Weak operator topology - the operator multiplication is not a continuous function

Question

A Hilbert space $ \mathscr l^2 $ is defined as a space with the scalar product $ (x,y)=\sum_{i=1}^\infty x_iy_i$ over $ \mathbb R $, where $x_i$ and $y_i$ are sequences.

Then there is a space $L(\mathscr l^2)$, which is a space of all bounded linear operators $\mathscr l² \rightarrow \mathscr l²$. A weak operator topology is defined on this space, as an initial topology with a function that induces it: $$ w_{x,y} : L(\mathscr l²)\rightarrow \mathbb R : w_{x,y}(A)=(Ax, y), x,y \in \mathscr l²$$ It is to be shown that the multiplication of the operators in form $$ L(\mathscr l²)\times L(\mathscr l²) \rightarrow L(\mathscr l²):(A,B) \mapsto AB $$

is not continuous.

Well, I've encountered many proofs of this property, but given that we have certain translations, in this case left $ A_n(x)(k) = x(k+n) $ and right $ B_n(x)(k)=x(k-n)$ if $ k\gt n$ and 0 otherwise, I am not very sure of how I can use that in my proof.

Also, what does this given function $w_{x,y}$ do in general, as in how can I actually use this given property to show the problem with multiplication of the operators?

Answer 1

The weak operator topology is such that if $(A_i)_i$ is a net in $L(l^2)$ that converges in the weak operator topology if and only if for all $x,y \in l^2$ we have that the net $\big( (A_ix,y) \big)_i$ converges in $\mathbb{C}$.

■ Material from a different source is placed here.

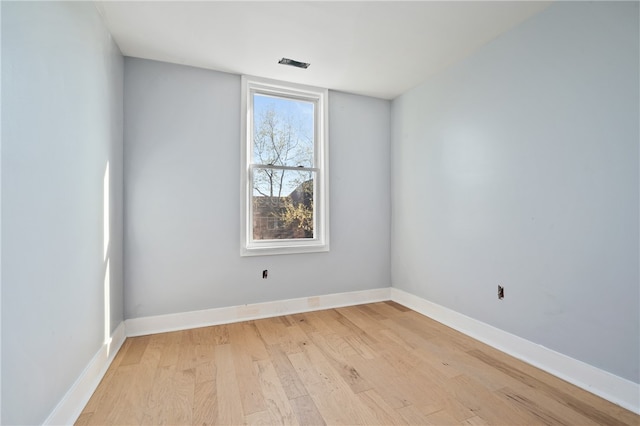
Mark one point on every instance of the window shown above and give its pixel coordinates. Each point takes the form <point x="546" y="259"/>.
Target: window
<point x="284" y="168"/>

Thus an easy way to prove that the multiplication operator isn't weak continuous, is to find a pair of nets $(A_i)_i$, $(B_i)_i$ so that both converge weakly to zero but $(A_i B_i)_i$ doesn't converge weakly to zero. Note that your $(A_n)_n$ and $(B_n)_n$ you have defined in your question precisely satisfy these requirements. Both converge weakly to zero (it is sufficient to prove this for one, since they are adjoints of each other). But $A_n$ is also the left inverse of $B_n$, i.e. $A_n B_n = \text{Id}$. So the sequence $(A_n B_n)_n$ can't possibly weakly converge to zero, and there we have our counterexample.